SOYLU'NUN KENDİSİ
Jean Paul Sartre, ülkesinin Cezayir’i işgaline karşı, Paris sokaklarında bildiri dağıtmaya girişmişti.
Polis bir yolunu bulup eylemi sona erdirmek, savcı bir kanunu işletip ünlü yazarı tutuklamak istiyordu.
De Gaulle devreye girdi “Sartre Fransa’dır” dedi ve konu kapandı.
Fenerbahçe’nin eski başkanı Aziz Yıldırım’ın, birbirinden ayrılmazlığı, biri olmadan diğerinin olmazlığını anlatan bu tespitten haberi var mıydı bilmiyoruz. Kulübün son kongresinden birkaç gün önce yaptığı basın toplantısında tepesi atınca, “ben Fenerbahçe’nin kendisiyim” deyiverdi.

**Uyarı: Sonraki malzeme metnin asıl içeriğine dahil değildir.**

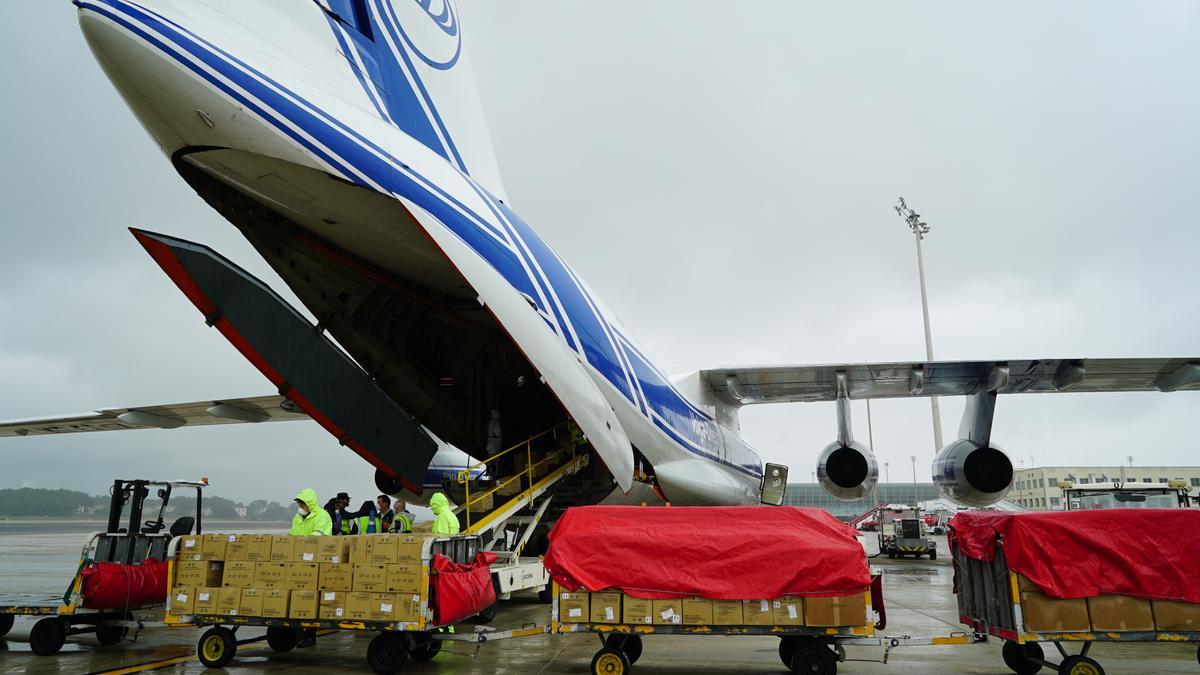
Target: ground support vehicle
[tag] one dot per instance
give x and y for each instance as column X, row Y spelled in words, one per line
column 395, row 644
column 64, row 616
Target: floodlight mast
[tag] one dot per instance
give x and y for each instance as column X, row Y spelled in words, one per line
column 919, row 230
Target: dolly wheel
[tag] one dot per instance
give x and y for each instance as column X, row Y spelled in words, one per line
column 814, row 659
column 48, row 635
column 631, row 645
column 610, row 662
column 216, row 646
column 1024, row 658
column 387, row 653
column 1080, row 665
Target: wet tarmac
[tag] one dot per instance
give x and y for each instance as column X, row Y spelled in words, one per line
column 919, row 602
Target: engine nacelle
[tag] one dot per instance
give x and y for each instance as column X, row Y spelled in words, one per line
column 973, row 475
column 847, row 472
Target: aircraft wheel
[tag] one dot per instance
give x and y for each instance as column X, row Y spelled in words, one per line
column 216, row 646
column 48, row 635
column 1018, row 657
column 1080, row 665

“Futboldur. Abartılar dünyasıdır” denilip geçildi.
Süleyman Soylu İçişleri Bakanlığı koltuğuna oturduğu günden beri aynı kalıbı, farklı kelimelerle her fırsatta tekrar ediyor.
Daha doğrusu ettiriyor.
Sayıları bir hayli kalabalık olan sosyal medya ekibi, her şartta ve sonuna kadar, bizi buna ikna etmeye çalışıyor.
Dediklerini, demeye çalıştıklarını süzdüğümüzde ortaya aynı ifade çıkıyor:
“Soylu, terörle mücadelenin kendisidir.”
Bir de Devlet Bahçeli tabii.
O da ince ince sürdürdüğü stratejisinin bir parçası olarak o cümlenin orada öylece durması için gayret sarf ediyor. Grup toplantılarında yaptığı konuşmalarda bir paragrafı ona ayırıyor.

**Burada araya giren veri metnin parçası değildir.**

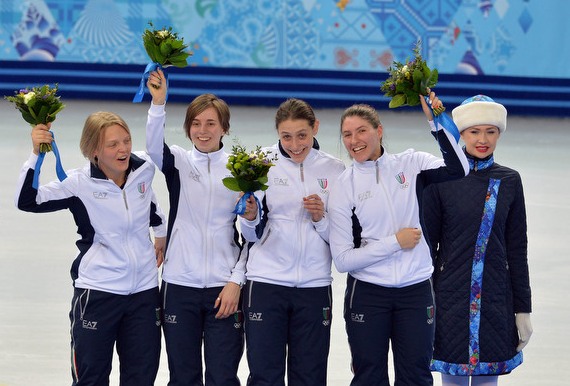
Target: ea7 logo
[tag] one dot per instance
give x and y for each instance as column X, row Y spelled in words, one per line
column 89, row 325
column 281, row 181
column 255, row 316
column 358, row 318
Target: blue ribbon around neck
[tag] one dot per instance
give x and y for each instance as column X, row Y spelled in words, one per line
column 149, row 68
column 58, row 166
column 240, row 205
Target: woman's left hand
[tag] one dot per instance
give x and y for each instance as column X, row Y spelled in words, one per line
column 228, row 300
column 315, row 206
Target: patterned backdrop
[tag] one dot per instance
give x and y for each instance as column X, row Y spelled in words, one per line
column 479, row 37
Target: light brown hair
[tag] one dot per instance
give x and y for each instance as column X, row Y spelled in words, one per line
column 202, row 103
column 94, row 131
column 295, row 109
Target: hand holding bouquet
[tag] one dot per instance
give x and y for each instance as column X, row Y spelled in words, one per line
column 249, row 173
column 38, row 105
column 410, row 80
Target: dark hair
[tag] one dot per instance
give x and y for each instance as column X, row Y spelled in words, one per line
column 295, row 109
column 202, row 103
column 364, row 111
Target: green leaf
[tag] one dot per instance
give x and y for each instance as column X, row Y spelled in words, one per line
column 231, row 183
column 397, row 101
column 433, row 79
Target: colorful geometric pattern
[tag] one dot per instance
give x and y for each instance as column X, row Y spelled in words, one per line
column 475, row 366
column 479, row 37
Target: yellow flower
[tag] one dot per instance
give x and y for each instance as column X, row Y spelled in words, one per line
column 163, row 34
column 29, row 96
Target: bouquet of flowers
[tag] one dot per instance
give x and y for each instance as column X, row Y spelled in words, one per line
column 165, row 47
column 38, row 105
column 410, row 80
column 249, row 170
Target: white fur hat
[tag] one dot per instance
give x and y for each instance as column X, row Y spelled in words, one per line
column 480, row 110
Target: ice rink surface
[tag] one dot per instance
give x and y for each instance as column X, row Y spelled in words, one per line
column 37, row 249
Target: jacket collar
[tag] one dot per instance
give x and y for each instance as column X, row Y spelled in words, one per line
column 479, row 163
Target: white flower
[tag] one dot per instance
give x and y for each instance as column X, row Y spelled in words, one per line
column 163, row 34
column 29, row 96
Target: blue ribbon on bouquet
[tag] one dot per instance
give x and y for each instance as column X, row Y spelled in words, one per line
column 240, row 205
column 58, row 166
column 149, row 68
column 444, row 120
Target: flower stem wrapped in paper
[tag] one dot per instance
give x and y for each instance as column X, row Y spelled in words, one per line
column 164, row 49
column 249, row 173
column 410, row 80
column 40, row 105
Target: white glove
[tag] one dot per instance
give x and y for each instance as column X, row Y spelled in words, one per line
column 522, row 320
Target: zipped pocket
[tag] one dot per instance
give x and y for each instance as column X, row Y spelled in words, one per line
column 266, row 237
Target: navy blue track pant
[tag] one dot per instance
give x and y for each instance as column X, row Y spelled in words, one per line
column 374, row 317
column 189, row 321
column 99, row 320
column 287, row 325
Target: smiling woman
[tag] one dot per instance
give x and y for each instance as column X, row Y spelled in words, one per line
column 115, row 274
column 203, row 273
column 376, row 237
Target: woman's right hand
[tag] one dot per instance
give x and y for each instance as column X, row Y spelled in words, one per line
column 250, row 208
column 434, row 102
column 156, row 85
column 408, row 237
column 41, row 134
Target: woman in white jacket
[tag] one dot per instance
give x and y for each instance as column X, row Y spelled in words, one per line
column 376, row 236
column 115, row 276
column 288, row 300
column 202, row 274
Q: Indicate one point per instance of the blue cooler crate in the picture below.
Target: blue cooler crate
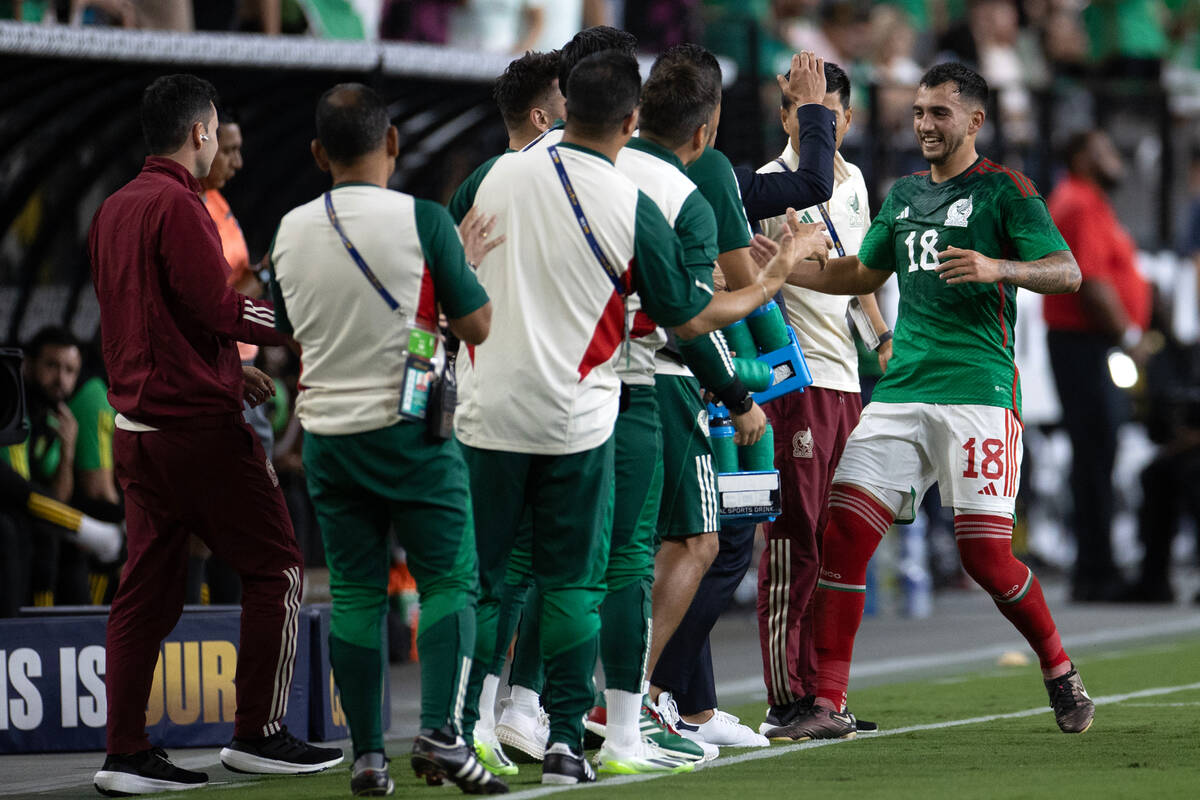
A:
(790, 370)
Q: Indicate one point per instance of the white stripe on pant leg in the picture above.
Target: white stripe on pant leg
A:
(287, 645)
(287, 649)
(774, 621)
(780, 576)
(461, 693)
(705, 469)
(293, 620)
(286, 690)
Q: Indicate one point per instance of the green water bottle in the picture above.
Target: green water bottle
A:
(741, 340)
(755, 374)
(768, 328)
(759, 457)
(720, 435)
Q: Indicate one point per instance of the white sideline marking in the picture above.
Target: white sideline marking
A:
(777, 751)
(917, 663)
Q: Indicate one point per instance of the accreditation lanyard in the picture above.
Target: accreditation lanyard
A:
(358, 257)
(605, 264)
(825, 216)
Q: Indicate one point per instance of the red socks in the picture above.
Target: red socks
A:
(985, 543)
(857, 523)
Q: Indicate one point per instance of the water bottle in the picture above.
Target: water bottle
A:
(759, 457)
(720, 435)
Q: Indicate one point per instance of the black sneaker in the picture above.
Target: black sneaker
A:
(370, 776)
(563, 767)
(281, 753)
(817, 723)
(144, 773)
(439, 756)
(1073, 709)
(779, 716)
(864, 726)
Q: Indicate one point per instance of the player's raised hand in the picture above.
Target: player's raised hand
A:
(749, 427)
(805, 82)
(762, 250)
(779, 266)
(959, 265)
(257, 386)
(813, 241)
(477, 235)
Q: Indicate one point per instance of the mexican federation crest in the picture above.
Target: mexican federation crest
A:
(959, 212)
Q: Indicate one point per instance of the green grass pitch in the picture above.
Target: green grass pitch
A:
(1141, 746)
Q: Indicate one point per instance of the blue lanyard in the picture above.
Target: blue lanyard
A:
(605, 264)
(825, 217)
(833, 232)
(358, 258)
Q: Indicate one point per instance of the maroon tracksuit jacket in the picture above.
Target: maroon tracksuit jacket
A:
(168, 326)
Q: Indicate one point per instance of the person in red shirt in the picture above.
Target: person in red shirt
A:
(1110, 311)
(184, 457)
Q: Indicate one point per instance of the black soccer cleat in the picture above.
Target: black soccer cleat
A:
(564, 768)
(1073, 709)
(281, 753)
(816, 723)
(439, 756)
(144, 773)
(779, 716)
(370, 777)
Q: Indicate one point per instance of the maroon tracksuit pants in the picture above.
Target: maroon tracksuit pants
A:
(811, 428)
(213, 481)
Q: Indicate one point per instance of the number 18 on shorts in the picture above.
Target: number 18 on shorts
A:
(973, 452)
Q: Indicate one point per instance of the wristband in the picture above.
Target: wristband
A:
(736, 397)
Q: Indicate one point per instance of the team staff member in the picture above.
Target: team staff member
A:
(811, 426)
(948, 408)
(685, 669)
(540, 397)
(169, 325)
(529, 101)
(370, 469)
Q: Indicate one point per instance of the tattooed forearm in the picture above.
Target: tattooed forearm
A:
(1055, 274)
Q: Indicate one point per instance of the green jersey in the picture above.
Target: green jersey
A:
(954, 343)
(94, 441)
(713, 175)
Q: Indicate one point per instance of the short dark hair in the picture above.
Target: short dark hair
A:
(352, 121)
(49, 336)
(171, 106)
(696, 55)
(523, 83)
(971, 84)
(676, 101)
(835, 80)
(591, 41)
(605, 88)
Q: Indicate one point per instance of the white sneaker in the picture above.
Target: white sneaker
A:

Nitekim 6 Temmuz salı toplantısında “Kim demiş Soylu yalnız diye? Kim demiş Soylu kimsesiz diye?” diyerek desteğini tazeledi.
Bir sonraki gün yapılması beklenen AK Parti grup toplantısı iptal edildi. Bunu, Soylu konusundaki sıkışıklığa, neyi nasıl söyleneceğinin formülünün netleşmemesine bağlayanlar oldu.
Soylu son günlerin çok konuşulan, çok tartışılan ismi. Sedat Peker’in iddialarından, cumhur ittifakı polemiklerine kadar pek çok gündem başlığının kesiştiği kavşak noktasında duruyor.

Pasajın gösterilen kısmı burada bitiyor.